Können sozial-integrative bzw. sozial-therapeutische Maßnahmen helfen? Geschlossene -seien es symbiotische oder sektiererische – Sozialstrukturen stellen häufig einen Nährboden für das Böse dar. Im Gegensatz dazu werden konfrontativ-sozialintegrative Prinzipien einer offenen Gesellschaft, die einerseits immer nach der Legitimation von Machtausübung fragen und andererseits Ausgrenzung möglichst zu minimieren oder zu vermeiden sucht, ohne Intoleranten zu viel Toleranz zubilligen zu wollen, am ehesten geeignet sein, das Böse beim Einzelnen in Schach zu halten. Was dies so schwierig macht, ist vor allem, dass die potentiellen Opfer der bösen Menschen meist zu abhängig von der grandiosen Unterhaltung, gutgläubig, manipulierbar und kindlich-naiv sind und sich deshalb gar nicht vorstellen können, zu welcher extremen Niedertracht Menschen fähig sein können. Leider führt auch an dieser Stelle der unreflektierte Schluss der naiven Menschen von sich auf andere in die Irre. Zumal Menschen, die Böses in sich tragen, meist in hervorragender Weise dazu in der Lage sind, ihre wahren Beweggründe und Absichten so lange zu verbergen bis ihre Opfer von deren Harmlosigkeit und Gutartigkeit restlos überzeugt sind. Erst dann, wenn es zu spät ist, lassen sie ihre Maske des Gutmenschen fallen.

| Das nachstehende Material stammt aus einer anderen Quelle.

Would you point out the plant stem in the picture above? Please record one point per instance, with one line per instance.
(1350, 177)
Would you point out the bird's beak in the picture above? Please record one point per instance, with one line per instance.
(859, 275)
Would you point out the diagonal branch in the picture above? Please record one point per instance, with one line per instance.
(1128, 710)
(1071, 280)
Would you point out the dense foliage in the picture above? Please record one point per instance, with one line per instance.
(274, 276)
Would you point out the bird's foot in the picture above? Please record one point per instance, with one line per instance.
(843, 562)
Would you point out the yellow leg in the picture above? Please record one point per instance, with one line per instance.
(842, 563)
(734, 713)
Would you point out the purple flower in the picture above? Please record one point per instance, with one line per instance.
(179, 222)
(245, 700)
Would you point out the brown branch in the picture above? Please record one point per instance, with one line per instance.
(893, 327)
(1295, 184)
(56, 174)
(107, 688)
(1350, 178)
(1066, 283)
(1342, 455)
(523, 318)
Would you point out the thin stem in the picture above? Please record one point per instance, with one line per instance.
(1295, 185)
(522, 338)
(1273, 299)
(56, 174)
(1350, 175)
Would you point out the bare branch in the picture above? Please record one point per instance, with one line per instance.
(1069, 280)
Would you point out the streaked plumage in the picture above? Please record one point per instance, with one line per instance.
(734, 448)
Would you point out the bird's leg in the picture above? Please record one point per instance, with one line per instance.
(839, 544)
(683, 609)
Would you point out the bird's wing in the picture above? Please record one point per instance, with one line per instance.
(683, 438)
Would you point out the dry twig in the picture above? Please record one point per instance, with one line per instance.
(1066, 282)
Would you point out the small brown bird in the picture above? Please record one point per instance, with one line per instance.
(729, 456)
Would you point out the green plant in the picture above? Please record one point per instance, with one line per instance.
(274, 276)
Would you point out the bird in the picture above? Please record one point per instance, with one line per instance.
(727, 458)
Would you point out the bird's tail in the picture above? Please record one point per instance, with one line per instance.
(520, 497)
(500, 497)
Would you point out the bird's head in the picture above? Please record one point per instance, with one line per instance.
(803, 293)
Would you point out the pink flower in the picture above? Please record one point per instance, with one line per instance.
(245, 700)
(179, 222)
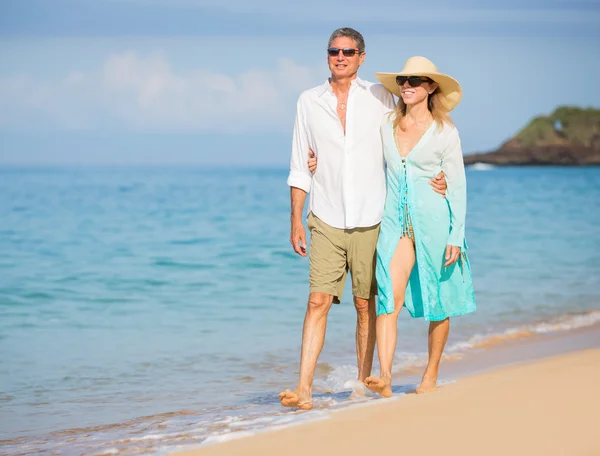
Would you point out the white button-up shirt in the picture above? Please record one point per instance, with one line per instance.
(348, 188)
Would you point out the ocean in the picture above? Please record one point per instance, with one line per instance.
(145, 309)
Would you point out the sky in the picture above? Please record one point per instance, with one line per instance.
(207, 82)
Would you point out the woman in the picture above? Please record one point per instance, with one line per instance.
(421, 251)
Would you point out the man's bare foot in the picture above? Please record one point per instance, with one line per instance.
(296, 399)
(428, 385)
(382, 386)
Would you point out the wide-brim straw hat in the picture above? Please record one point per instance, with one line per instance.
(450, 89)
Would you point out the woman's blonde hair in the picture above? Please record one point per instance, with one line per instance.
(436, 107)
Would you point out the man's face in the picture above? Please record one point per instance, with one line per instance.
(340, 65)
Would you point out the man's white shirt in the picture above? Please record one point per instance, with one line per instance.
(348, 188)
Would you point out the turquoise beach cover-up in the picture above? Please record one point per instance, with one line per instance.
(433, 292)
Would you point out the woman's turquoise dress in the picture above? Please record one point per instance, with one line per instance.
(434, 292)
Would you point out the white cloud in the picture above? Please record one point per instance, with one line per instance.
(146, 92)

Nicht zuletzt trägt selbstverständlich auch der von bösen Dämonen heimgesuchte Einzelne wesentlich bei zu möglichen Gegenmaßnahmen, die ergriffen werden könnten und sollten. Als Unterprivilegierter, sozial abgelehnter oder Ausgestoßener sollte er sich fragen, ob eine Fixierung auf Ressentiments und Rachephantasien ihm nicht viel mehr selbst schaden als nützen. Als ein Mensch, dem es leicht fällt, andere in seinen Bann zu ziehen, sollte er sich fragen, ob die Chance des Gewissens ihm nicht doch helfen könnte, mit seinen Talenten verantwortungsvoller umzugehen, um nicht in der Sackgasse des Narzisstisch-Bösen paranoid verblendet zu enden. Wichtig ist in diesen Fällen, eigene Erfolge nicht als schicksalhafte Überlegenheit in Verbindung mit verblendeter Überheblichkeit, der Vorstellung von Unbesiegbarkeit und Verachtung der Schwächeren umzudeuten.